When Marcia Watson-Levy was diagnosed with breast cancer in 1997 at age 58, she suspected that heredity played a role: Her sister Rhoda had died of breast cancer 12 years before, at 52.
Yet Watson-Levy, who then lived in San Francisco, said that none of her physicians — her primary doctor, her surgeon or her oncologist — suggested during the years of her treatment that she be tested for a mutation in the BRCA1 gene, which carries a 50 to 70% lifetime risk of developing the disease, or a BRCA2 mutation, linked to a 40 to 60% risk.
Watson-Levy knew about the screening test for the BRCA mutations, then a couple of years old, but she didn’t push for it. “I assumed that I was probably positive and I didn’t see the need to initiate it myself,” she said. Adding to the likelihood that she carried a mutation was Watson-Levy’s heritage. One in 40 Ashkenazi Jews (about 2.5%) carries a BRCA mutation, compared to 1 in 300 to 500 in the general population (less than 1%).
Placing faith in her doctors that genetic testing was not important in her case, Watson-Levy underwent a mastectomy, received chemotherapy for 3 1/2 years, and then went on with her life. A devotee of silent movies, she and her now-late husband Walter jetted around the country to far-flung film festivals. They frequently sailed the California coast.
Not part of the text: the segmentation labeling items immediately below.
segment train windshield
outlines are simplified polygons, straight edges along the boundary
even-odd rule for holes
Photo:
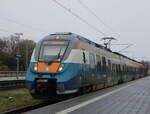
[[[68,41],[44,41],[41,46],[39,61],[60,61],[67,46]]]

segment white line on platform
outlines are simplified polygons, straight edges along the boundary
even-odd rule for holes
[[[136,83],[136,82],[135,82],[135,83]],[[112,95],[112,94],[114,94],[114,93],[117,93],[117,92],[121,91],[122,89],[125,89],[125,88],[127,88],[127,87],[130,87],[130,86],[134,85],[135,83],[130,84],[130,85],[127,85],[127,86],[122,87],[122,88],[119,88],[119,89],[117,89],[117,90],[111,91],[111,92],[106,93],[106,94],[104,94],[104,95],[98,96],[98,97],[96,97],[96,98],[94,98],[94,99],[91,99],[91,100],[82,102],[81,104],[78,104],[78,105],[75,105],[75,106],[70,107],[70,108],[68,108],[68,109],[65,109],[65,110],[62,110],[62,111],[60,111],[60,112],[57,112],[56,114],[67,114],[67,113],[70,113],[70,112],[75,111],[75,110],[77,110],[77,109],[79,109],[79,108],[82,108],[82,107],[84,107],[84,106],[86,106],[86,105],[89,105],[89,104],[91,104],[91,103],[94,103],[95,101],[98,101],[98,100],[100,100],[100,99],[102,99],[102,98],[104,98],[104,97],[107,97],[107,96],[109,96],[109,95]]]

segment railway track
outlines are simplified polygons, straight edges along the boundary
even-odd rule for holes
[[[55,96],[55,97],[52,97],[48,100],[43,100],[37,104],[27,105],[27,106],[23,106],[23,107],[19,107],[16,109],[2,112],[2,114],[22,114],[22,113],[27,112],[27,111],[38,109],[38,108],[48,106],[48,105],[52,105],[52,104],[55,104],[55,103],[58,103],[58,102],[61,102],[61,101],[67,100],[67,99],[77,97],[77,96],[78,96],[77,94],[76,95],[68,95],[68,96]]]
[[[33,110],[33,109],[37,109],[37,108],[40,108],[40,107],[44,107],[44,106],[52,104],[52,103],[53,102],[50,102],[50,101],[42,101],[42,102],[37,103],[37,104],[22,106],[22,107],[19,107],[19,108],[16,108],[16,109],[8,110],[8,111],[5,111],[5,112],[2,112],[2,114],[21,114],[23,112],[30,111],[30,110]]]
[[[9,90],[16,88],[24,88],[25,80],[5,80],[0,81],[0,90]]]

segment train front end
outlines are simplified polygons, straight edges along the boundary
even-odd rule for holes
[[[81,64],[72,63],[71,35],[50,35],[34,49],[26,75],[26,87],[35,96],[77,92]]]

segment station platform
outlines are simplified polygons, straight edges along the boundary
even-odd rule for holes
[[[24,80],[25,77],[0,77],[0,81]]]
[[[25,114],[150,114],[150,77],[105,88]]]

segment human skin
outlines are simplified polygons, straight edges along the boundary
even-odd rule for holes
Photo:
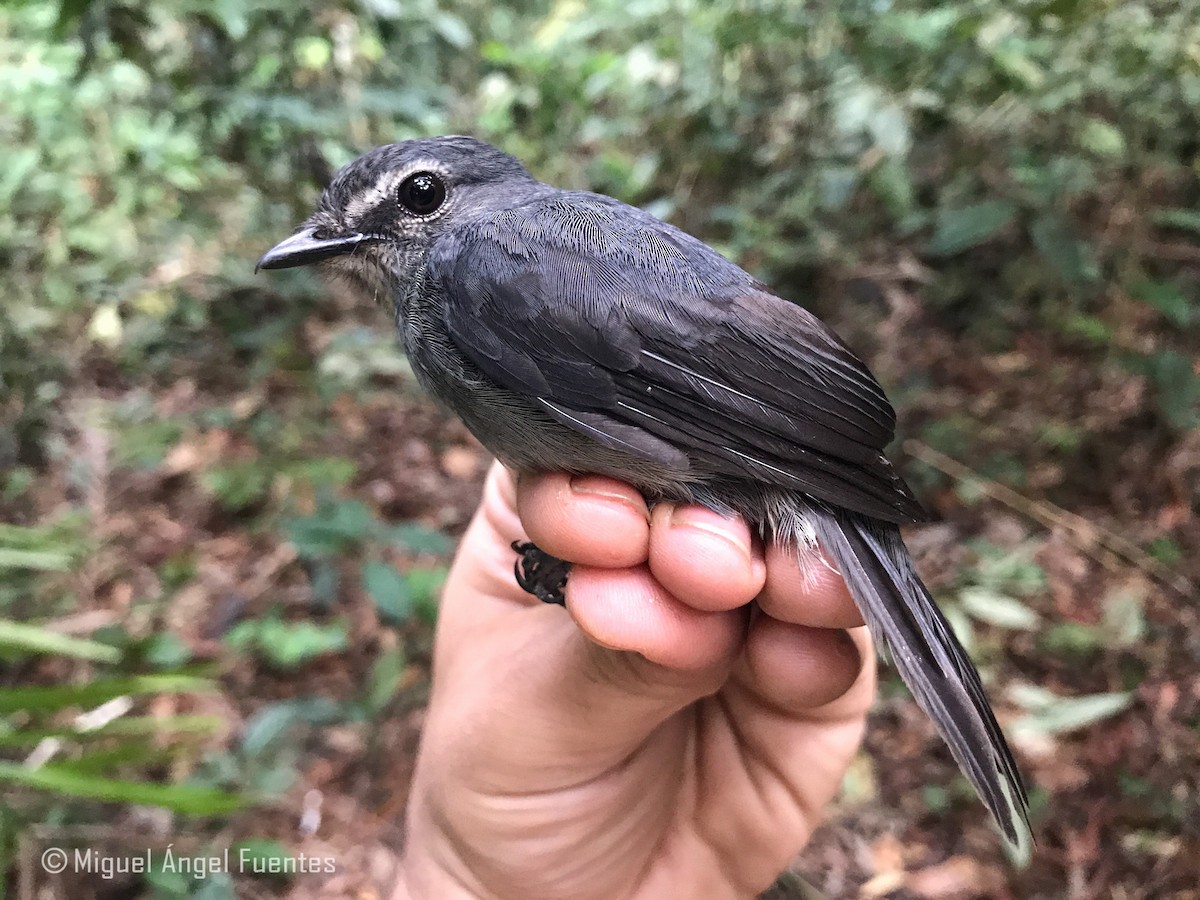
[[[518,540],[575,564],[565,612],[517,587]],[[493,467],[443,595],[394,900],[755,896],[862,740],[862,624],[820,552]]]

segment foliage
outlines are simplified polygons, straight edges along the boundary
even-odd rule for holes
[[[452,469],[454,440],[426,424],[434,446],[412,451],[419,416],[380,412],[415,390],[382,317],[252,271],[378,143],[478,134],[671,218],[842,330],[901,329],[865,349],[905,427],[980,479],[1142,518],[1150,554],[1193,565],[1198,46],[1195,0],[8,0],[0,781],[35,800],[0,805],[0,853],[103,802],[227,815],[295,785],[314,734],[420,702],[439,529],[462,522],[406,479]],[[1138,485],[1100,490],[1130,467]],[[916,474],[985,530],[978,481],[940,494]],[[1081,740],[1135,715],[1187,642],[1144,584],[1064,587],[1052,550],[977,541],[940,594],[985,678],[1006,656],[1036,668],[1003,694],[1022,739]],[[232,734],[204,712],[218,689]],[[80,728],[95,708],[116,714]],[[1148,770],[1120,788],[1159,859],[1182,820]],[[943,788],[924,797],[949,815]]]

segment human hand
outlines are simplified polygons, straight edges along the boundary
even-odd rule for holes
[[[565,613],[517,587],[526,539],[575,563]],[[395,900],[754,896],[862,739],[862,624],[820,553],[493,467],[442,600]]]

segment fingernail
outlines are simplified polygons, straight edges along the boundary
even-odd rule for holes
[[[737,547],[745,557],[750,557],[750,532],[738,528],[733,520],[703,506],[676,506],[671,511],[671,527],[695,528],[721,538],[726,544]]]
[[[650,521],[650,511],[646,508],[646,504],[614,488],[611,479],[596,475],[575,475],[571,478],[571,493],[577,493],[581,497],[600,497],[606,500],[618,500],[631,510],[635,510],[640,516],[643,516],[647,522]]]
More than a decade later, however, Watson-Levy was alarmed to read in an article that carrying a BRCA mutation dramatically increased the risk of a second primary breast cancer (one unrelated to the first) as well as gynecologic cancer.
The failure to get tested became a pivotal issue in Watson-Levy’s life. It is a problem that continues today for many patients, and is one that Angelina Jolie sought to address when she announced in May that she carried the BRCA1 mutation and had taken the preventive measure of a double mastectomy.